I can still spend untold hours, days, or even weeks criticizing myself or justifying myself, blaming myself or blaming others. Yet I never would think of making a conscious decision to spend all that time enveloped in self-criticism or blame.
It seems like my thoughts and feelings are out of my control. Sometimes I notice that my whole day has an undercurrent of worry flowing through it. Worry may be telling me that some aspect of my life needs attention, yet the activity of spending the whole day endlessly replaying my fears is a useless waste of my energy and causes me considerable pain.
Through attention, being willingly and deliberately mindful, I can become aware of how much pain I am causing myself with my worrying. I then can also see that I have been choosing to worry and that I have a choice to let go of my worries and return my awareness to my present activity.
Mindfulness allows me to see that I can choose to turn toward something positive like trust rather than worry, choose to forgive rather than blame, choose faith rather than doubt.
If I feel despair, it is my choice if I allow myself to turn away from my faith and project a future without hope. And in each situation, if I am willing to really look, to see, the gift will appear. It has to. Nothing exists in a vacuum.

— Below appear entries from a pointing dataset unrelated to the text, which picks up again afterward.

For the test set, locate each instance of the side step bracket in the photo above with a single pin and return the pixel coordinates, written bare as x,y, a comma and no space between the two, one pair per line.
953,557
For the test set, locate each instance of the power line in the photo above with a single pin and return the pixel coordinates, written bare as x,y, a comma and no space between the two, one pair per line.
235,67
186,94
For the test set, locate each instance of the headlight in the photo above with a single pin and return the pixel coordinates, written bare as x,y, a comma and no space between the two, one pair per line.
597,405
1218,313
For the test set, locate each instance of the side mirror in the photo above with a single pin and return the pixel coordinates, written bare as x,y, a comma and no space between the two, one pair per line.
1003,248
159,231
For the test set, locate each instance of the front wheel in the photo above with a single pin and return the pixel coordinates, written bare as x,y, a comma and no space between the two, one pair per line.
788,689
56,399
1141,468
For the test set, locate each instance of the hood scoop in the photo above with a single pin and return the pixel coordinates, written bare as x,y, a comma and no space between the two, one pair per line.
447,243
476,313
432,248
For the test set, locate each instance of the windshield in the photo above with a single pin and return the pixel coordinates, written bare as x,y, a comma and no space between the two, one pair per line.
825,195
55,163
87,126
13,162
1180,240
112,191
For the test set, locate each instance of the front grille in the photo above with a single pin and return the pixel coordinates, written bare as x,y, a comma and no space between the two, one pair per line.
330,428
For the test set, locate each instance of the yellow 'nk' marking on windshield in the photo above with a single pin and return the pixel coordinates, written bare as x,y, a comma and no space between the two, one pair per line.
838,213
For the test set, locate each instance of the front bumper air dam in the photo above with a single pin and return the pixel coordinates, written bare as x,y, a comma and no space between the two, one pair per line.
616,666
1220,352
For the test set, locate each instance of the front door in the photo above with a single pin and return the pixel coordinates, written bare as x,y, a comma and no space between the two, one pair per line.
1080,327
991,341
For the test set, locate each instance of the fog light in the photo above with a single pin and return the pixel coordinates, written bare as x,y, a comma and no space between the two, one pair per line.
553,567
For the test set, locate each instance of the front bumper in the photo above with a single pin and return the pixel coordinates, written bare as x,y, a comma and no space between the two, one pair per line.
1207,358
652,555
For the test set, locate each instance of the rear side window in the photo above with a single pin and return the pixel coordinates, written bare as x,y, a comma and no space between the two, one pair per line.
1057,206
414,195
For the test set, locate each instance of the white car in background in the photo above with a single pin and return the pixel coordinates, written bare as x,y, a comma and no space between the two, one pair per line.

"By choice I become the conscious observer...of my life, my surroundings, my relationships. I watch to see when I step out of awareness and shift into automatic, allowing old habits to take over and control the situation. In that moment I say, 'Halt.' And I regain the command position. In doing so, my life is simpler, more satisfying, and I am in better relationship with my family, my friends, my colleagues, and the community in which I live. And most important, I am in grand relationship with myself."